第15話 ギターの監獄

歌声。

カーテンから溢れる朝の日差しに目を細め、気怠さの残る体を起こす。

視線の先に映るその人は、お気に入りらしいアコースティックギターを腕の中で踊らせていた。

下手くそだと笑ったはずのコード進行はいつの間にか驚くほどスムーズになっていて、思いがけず時間の経過を意識する。

満たされていたはずの感情もあっという間に漣に攫われて、ただ虚しさだけが残った。

柔らかな歌声が耳に届けば、癖のようにビートを刻む私の指先。

そのわずかな振動を感じ取ったらしい彼が、ギターを置いて振り向いた。

「起きた?」

おはよ、と存外優しい瞳で彼が微笑むから、どうしようもなく胸が苦しい。

痛い。

幸せなはずのこの時間が、どうして私を縛る枷になるのだろう。

答えなんて分かりきっているはずなのに、何も知らないふりをした。

ふ、と笑った彼の唇が、柔らかな音を立てて私の頬に触れる。

くすぐったくて身じろぐ私の唇に彼のそれが重なって、再び柔らかな音を立てた。

二回、三回。

何度も重なる温もりに眩暈がする。

私は、忘れない。

昨日の夜、君が何を言ったのか。

誰の名前を呼んだのか。

そしてそれは、私じゃなかった。

代わりってことくらいわかってる。

わかっていたはずなのに、どうしてこんなに苦しいんだろう。

ぎゅ、と、涙が溢れそうになった瞳を閉じる。

瞼の向こうで、彼が息を飲んだ気配がした。

おそるおそる開いた瞳の先の彼のひどく苦しそうな顔と、今にも泣き出しそうなその表情。

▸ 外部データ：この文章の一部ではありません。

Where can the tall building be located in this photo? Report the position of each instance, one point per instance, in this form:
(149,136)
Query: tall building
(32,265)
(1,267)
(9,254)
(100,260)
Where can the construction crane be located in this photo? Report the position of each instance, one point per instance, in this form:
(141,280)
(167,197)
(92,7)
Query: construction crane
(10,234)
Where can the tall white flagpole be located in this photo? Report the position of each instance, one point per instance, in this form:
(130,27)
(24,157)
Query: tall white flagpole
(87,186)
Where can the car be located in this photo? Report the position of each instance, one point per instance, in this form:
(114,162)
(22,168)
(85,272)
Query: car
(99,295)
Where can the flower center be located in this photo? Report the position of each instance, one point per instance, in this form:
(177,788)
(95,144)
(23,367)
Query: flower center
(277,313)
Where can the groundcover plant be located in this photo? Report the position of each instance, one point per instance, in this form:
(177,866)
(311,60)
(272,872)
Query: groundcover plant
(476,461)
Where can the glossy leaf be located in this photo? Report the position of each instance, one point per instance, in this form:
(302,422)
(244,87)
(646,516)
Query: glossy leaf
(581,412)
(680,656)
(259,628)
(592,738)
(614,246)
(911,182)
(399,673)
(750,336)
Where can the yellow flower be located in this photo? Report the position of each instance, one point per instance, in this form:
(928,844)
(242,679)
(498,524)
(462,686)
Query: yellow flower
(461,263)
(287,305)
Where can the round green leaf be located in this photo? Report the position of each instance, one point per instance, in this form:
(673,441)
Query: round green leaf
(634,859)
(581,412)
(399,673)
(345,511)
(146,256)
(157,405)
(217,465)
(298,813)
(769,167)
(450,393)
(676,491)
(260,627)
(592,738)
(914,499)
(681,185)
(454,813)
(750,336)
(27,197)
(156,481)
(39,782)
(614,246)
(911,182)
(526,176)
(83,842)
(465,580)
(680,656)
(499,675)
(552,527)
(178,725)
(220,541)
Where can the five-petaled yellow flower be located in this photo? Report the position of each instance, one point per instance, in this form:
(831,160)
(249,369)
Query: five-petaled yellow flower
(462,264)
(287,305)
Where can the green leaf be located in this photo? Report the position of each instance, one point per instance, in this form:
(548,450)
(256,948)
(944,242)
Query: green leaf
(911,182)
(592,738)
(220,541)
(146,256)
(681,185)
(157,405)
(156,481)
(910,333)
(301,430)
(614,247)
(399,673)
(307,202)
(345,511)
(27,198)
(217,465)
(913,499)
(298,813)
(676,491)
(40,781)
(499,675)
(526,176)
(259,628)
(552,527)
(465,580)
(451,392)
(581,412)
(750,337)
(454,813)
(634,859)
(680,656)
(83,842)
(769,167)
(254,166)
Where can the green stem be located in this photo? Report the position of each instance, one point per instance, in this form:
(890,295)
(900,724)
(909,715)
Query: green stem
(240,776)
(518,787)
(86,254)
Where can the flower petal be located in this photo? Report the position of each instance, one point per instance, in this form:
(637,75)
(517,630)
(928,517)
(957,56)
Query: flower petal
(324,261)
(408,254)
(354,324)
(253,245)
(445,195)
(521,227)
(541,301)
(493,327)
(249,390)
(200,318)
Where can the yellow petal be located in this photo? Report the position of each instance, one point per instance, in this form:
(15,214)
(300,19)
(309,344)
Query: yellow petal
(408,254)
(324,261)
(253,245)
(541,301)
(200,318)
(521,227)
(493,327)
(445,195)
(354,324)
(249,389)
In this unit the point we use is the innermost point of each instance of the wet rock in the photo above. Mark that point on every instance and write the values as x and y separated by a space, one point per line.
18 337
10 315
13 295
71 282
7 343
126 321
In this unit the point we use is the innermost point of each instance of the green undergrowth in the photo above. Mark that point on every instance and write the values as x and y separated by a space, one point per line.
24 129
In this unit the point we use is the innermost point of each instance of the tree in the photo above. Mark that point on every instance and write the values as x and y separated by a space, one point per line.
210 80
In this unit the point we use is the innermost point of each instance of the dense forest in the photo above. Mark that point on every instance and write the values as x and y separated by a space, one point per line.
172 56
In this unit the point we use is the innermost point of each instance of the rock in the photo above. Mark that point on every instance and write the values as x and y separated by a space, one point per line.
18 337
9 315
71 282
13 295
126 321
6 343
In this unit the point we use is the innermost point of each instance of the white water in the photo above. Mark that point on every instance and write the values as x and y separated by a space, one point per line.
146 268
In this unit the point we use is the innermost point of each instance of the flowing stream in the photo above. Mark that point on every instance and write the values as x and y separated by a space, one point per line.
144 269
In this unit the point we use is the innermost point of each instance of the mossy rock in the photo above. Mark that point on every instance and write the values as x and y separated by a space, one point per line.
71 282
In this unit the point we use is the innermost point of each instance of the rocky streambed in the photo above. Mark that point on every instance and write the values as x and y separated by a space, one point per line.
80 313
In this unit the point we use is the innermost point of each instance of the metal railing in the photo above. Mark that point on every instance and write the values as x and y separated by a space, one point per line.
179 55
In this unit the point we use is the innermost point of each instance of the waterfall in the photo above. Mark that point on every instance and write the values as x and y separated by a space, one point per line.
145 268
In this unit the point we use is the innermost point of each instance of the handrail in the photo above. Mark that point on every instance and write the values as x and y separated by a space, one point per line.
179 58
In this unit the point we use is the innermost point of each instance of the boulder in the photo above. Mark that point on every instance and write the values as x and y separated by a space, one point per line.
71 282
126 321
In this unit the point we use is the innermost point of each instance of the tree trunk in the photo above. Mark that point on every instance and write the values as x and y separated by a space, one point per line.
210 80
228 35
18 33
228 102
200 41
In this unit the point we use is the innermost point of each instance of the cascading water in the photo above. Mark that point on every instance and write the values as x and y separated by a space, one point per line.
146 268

いつの間にか押し倒されていた布団の上で、骨ばった手が私の頬を撫でる。

いつもの合図に首を振って、私はその無自覚で緩やかな束縛から抜け出した。

「ごめんね」

どちらの言葉か、もうわからない。

わからない、けれど。

さよならと言い残した私の向こうで、彼の手のひらがゆらゆらと揺れる。

ありがとう、またね。

そう言って彼がまた優しく笑うから、また深みに嵌ってしまったような気さえする。

逃げ出せない、檻の中。

初夏の爽やかな風に甘ったるい香水をのせて、私はまた歩き出す。

振り切れずにいた彼の体温が、まだそこに残っているような気がした。